The song, "Sommet des femmes en Acadie" was organized by the Fédération des Dames d'Acadia. The 1994 Acadian World Congress was recognized by UNESCO as an activity of the World Decade for Cultural Development (1988-1997). The president and founder of this first congress was André Boudreau, native of Nigadoo, New Brunswick.

===1999 World Congress===
The second congress was held from July 31, 1999 to August 15, 1999 in several parishes in Louisiana, including, Terrebonne, Lafayette, East Baton Rouge. The 1999 event featured the reunions of over 80 Acadian families, three major concerts (Houma, Oak Alley Plantation, and Lafayette Cajundome), and academic conferences centered on economics, culture, women's issues, genealogy and genetics. The President and executive director of the 1999 event was Brian Gabriel Comeaux of Lafayette, Louisiana.

===2004 World Congress===
The third Congress took place from July 31, 2004 to August 15, 2004 in several Nova Scotia regions in the ancestral Acadia region including Clare, Chéticamp, Grand-Pré, and Halifax, Nova Scotia. The Congress took place during the 400th anniversary of Acadia, for which there was also a program during the year. The theme song was "Je reviens au Berceau de l'Acadie" by Grand Dérangement and Carole Daigle.

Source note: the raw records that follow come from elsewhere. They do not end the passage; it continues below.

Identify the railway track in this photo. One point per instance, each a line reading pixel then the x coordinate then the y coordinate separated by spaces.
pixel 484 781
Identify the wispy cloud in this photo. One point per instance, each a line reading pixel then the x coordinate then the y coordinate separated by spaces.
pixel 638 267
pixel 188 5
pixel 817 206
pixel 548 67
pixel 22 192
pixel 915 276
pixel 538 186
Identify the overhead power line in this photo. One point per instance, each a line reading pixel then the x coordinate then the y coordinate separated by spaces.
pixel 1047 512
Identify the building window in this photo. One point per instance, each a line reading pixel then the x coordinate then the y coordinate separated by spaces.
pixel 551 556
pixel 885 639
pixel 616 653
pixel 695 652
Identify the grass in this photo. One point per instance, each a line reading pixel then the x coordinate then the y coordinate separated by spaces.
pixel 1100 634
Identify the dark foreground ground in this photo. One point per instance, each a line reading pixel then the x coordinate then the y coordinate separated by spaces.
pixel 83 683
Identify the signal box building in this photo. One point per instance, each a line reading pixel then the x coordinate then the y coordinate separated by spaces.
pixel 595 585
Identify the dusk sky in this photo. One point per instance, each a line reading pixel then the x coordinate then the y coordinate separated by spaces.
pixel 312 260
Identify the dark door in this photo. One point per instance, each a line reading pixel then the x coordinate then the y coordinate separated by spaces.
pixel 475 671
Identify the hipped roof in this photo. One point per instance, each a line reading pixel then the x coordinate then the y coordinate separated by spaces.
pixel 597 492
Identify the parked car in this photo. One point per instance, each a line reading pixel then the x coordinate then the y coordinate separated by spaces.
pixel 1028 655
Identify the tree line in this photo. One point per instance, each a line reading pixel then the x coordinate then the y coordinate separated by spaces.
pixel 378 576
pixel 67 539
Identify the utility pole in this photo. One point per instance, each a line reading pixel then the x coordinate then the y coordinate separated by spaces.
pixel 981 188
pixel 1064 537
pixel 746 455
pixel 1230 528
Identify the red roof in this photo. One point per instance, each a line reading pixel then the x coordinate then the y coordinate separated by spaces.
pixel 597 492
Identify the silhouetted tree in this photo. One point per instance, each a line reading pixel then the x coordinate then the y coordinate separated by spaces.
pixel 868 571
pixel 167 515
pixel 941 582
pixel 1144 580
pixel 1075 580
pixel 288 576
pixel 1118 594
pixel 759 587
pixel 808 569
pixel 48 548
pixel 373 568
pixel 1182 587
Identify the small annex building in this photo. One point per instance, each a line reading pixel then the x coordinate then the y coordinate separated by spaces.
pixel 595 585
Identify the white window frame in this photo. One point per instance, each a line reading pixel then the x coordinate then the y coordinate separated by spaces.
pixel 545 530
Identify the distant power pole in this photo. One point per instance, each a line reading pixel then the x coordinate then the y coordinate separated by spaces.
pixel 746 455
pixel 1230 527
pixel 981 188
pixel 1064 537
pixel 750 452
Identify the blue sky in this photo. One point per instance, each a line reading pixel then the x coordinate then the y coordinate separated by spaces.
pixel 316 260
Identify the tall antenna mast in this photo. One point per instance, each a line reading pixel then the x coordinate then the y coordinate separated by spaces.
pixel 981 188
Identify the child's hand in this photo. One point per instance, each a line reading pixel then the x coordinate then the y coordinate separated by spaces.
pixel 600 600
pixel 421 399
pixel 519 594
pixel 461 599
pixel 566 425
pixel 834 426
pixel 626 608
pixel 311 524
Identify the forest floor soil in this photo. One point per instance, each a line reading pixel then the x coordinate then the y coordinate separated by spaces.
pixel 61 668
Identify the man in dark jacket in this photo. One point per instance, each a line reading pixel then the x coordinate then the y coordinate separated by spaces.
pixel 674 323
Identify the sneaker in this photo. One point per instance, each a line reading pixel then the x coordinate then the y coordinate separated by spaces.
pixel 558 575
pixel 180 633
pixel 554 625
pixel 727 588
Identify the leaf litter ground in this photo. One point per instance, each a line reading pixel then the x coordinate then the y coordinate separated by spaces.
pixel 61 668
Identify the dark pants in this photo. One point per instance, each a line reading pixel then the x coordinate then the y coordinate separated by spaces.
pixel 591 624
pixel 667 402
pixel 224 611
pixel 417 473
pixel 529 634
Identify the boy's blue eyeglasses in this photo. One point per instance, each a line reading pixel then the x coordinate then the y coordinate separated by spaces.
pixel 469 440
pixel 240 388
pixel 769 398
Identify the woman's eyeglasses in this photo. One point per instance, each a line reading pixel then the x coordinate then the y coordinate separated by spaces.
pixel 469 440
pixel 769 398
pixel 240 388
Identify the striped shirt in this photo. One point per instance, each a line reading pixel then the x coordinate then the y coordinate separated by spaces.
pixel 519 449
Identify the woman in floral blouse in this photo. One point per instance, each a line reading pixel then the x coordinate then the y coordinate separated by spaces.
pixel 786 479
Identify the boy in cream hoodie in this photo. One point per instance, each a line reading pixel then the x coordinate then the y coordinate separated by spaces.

The Official Opening took place on July 31 at Université Sainte-Anne and was centered around the theme of the return to ancestral lands. It was followed by cooking parties in halls throughout the southwest of the province. The program included conferences, family gatherings, a "festival of festivals", and a mass. The August 15th mega-show took place on the Halifax Citadel, a place of imprisonment during the deportation of the Acadians.

The Congress President was Allister Surette and the Executive Director was Vaughne Madden.

===2009 World Congress===
The fourth congress took place in the Acadian Peninsula in northeastern New Brunswick from August 7, 2009 to August 23, 2009.

The opening ceremony took place in the region of Lamèque-Shippagan-Miscou, while the closing ceremony was held in the region of Tracadie-Sheila and Neguac. The theme song was "Enfin retrouvés" by Daniel Léger.

The Congress President was Jean-Guy Rioux and the managing director was Robert Frenette.

===2014 World Congress===
The fifth Congress was held along the Canada–United States border, co-hosted by Maine's Aroostook County in the United States and its neighbouring counties in Canada (Témiscouata in Quebec, and Victoria, Madawaska and Restigouche in New Brunswick).

The Congress President was Émilien Nadeau the general director was Léo-Paul Charest.

===2019 World Congress===
The 2019 Congress was held from August 10, 2019 to August 24, 2019 on Prince Edward Island and in southeastern New Brunswick, with its central events held in Summerside.

The Congress' vision was to promote a contemporary Acadia through its urbanity, its rurality and its cooperation.

The kick-off was launched at Abram-Village, Prince Edward Island during a night run on the Confederation Bridge. The closing concert took place in Shediac, New Brunswick.

The Congress President was Claudette Thériault and the general director was Vaughne Madden.

===2024 World Congress===
The 2024 Congress was held in the municipalities of Argyle and Clare in southwestern Nova Scotia.